A money market fund is a type of investment fund whose objective is to earn an interest for the shareholders by maintaining the Net Asset Value (NAV) at $1 per share. These funds are offered by banks, brokerage firms as well as by Mutual Fund firms. The money market funds typically invest in short term (that is less than a period of one year) securities that represent high quality, low risk, liquid debt as well as monetary instruments.
The objective of a money market fund is to provide the shareholders an investment which is safe. The investors can also get easy access to cash-equivalent assets that are characterized as low-risk and low-return investments. As the money market funds tend to offer relatively low returns, investors may not want to opt for long term investment options.
The money market funds are required by law to invest the money in low-risk securities. Hence, the risk in money market funds is comparatively lower than other mutual funds. The money market funds usually pay dividends having short term interest rates. These funds are not federally insured like the money market deposit accounts at the bank.
Money market funds typically invest in low-risk and highly liquid securities such as certificates of deposits, other government securities, as well as commercial papers. The main aim of these funds is to keep the NAV of the fund constant at $1 per share. The yield might also fluctuate. However, there are chances that the NAV of the money market fund goes below $1 in case the investments are not performing very well. Though the chances of investors losing their money by investing in money market funds are rare, the risk cannot be completely avoided.
When an investor tenders the shares of a money market fund, the redemption of the shares needs to be done within 7 days of the tender. As per Section 22(e) of the Investment Company Act of 1940, open-end mutual fund companies may not suspend the investor’s right for redemption, and will pay the proceeds within 7 days of the tender; unless there are certain emergencies or if the Commission by order does not permit to do so for protection of the security holders.
As with any other investment, you need to carefully study all the important information related to investing in a money market fund. You need to go through the prospectus, study the profile of the fund as well as take a look at the latest shareholder report.
The US Securities and Exchange Commission (SEC) regulate these money market funds. The SEC aims at protection of investors’ objectives and tries to ensure that the risks involved are limited. There are several aspects related to money market funds that are governed by SEC Rule 2a-7, such as:
- Maturity: These funds are not permitted to hold any kind of investments that have a maturity period extending 397 days. Also, it’s important that the fund portfolios’ weighted average maturity is not more than 90 days.
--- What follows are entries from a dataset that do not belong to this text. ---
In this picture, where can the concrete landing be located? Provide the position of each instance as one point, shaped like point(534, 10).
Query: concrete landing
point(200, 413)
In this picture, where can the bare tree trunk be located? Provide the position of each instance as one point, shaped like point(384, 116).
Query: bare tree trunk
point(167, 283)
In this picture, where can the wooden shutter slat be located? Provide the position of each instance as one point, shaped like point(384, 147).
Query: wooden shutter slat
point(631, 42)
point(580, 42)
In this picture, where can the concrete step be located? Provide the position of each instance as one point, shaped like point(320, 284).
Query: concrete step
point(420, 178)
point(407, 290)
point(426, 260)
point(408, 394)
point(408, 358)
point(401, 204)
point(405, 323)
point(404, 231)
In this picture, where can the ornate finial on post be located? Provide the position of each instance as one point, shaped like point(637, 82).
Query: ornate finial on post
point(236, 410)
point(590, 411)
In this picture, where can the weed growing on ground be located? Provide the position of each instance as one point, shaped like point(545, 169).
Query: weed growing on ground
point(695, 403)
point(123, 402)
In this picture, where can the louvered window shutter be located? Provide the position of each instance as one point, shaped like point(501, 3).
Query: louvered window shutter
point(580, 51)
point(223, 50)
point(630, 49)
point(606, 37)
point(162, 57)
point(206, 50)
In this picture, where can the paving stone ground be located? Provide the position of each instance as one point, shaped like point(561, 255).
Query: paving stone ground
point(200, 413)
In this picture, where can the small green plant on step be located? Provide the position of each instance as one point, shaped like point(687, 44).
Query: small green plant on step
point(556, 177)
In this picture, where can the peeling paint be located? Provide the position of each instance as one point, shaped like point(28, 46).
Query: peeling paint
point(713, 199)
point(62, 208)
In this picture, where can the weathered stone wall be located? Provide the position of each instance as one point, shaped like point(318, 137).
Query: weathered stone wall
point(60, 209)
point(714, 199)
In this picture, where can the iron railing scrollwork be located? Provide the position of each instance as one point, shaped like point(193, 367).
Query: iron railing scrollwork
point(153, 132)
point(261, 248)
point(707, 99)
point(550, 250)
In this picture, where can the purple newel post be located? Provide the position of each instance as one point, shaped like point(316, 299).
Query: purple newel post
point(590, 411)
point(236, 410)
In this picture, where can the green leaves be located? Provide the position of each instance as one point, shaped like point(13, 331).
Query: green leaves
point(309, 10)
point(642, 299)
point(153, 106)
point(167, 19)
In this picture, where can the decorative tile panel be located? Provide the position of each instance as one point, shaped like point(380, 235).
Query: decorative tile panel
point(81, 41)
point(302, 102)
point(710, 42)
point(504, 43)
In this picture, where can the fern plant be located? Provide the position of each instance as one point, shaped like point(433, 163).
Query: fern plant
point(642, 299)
- Credit Quality: A minimum of 5% of the holdings of the money market fund should be made in such investments that fall into the category of second highest as well as short term rating criteria.
- Diversification: The portfolio of the money market funds needs to be well diversified. There cannot be any holding in the money market fund that is beyond 5% of the value of the (exceptions being US Treasury as well as holdings of certain government agencies).
Risks involved in Money Market Funds
A money market fund is essentially a security. The fund managers of the money market fund aim to keep the NAV constant at $1 per share. However, if the investments are not performing up to the mark, then this value of $1 per share may drop down and investors may be at the risk of losing some or their entire principal. Though the chances of such kind of losses are rare, it is difficult to avoid the risk completely. The money market funds, unlike the FDIC insured savings accounts, are not federally insured. However, in return of the risk that the investors are bearing, they can expect higher returns from the money market funds.
The rates of the money market funds are also not constant but variable. In short, you cannot predict how much you will get to earn in the next month by investing in a money market fund. The rates tend to fluctuate and may rise or drop. If the price rises, it will be beneficial for you. However, if the price falls down, you might land up earning much less than what you expected.
As money market funds tend to invest in low-risk securities, the chances of earning good returns that are inflation proof is rare. Over an extended period of time, inflation is bound to eat away the returns on your investment.
Advantages of Money Market Funds
- Safety: The primary objective of a money market fund is capital preservation. The NAV remains constant at $1 per share. In rare cases, when the NAV goes below $1 per share, and the investor is facing losses, the mutual fund company or the sponsor steps in to absorb these kinds of losses.
- Liquidity: Another advantage of money market funds is the liquidity or the easy access to cash that they provide.
- Yield: The yield of the money market funds is based on the underlying fund’s holdings. This yield is automatically reinvested in the money market fund through the purchase of some additional shares. The yield offered by money market funds thus makes them an attractive investment option.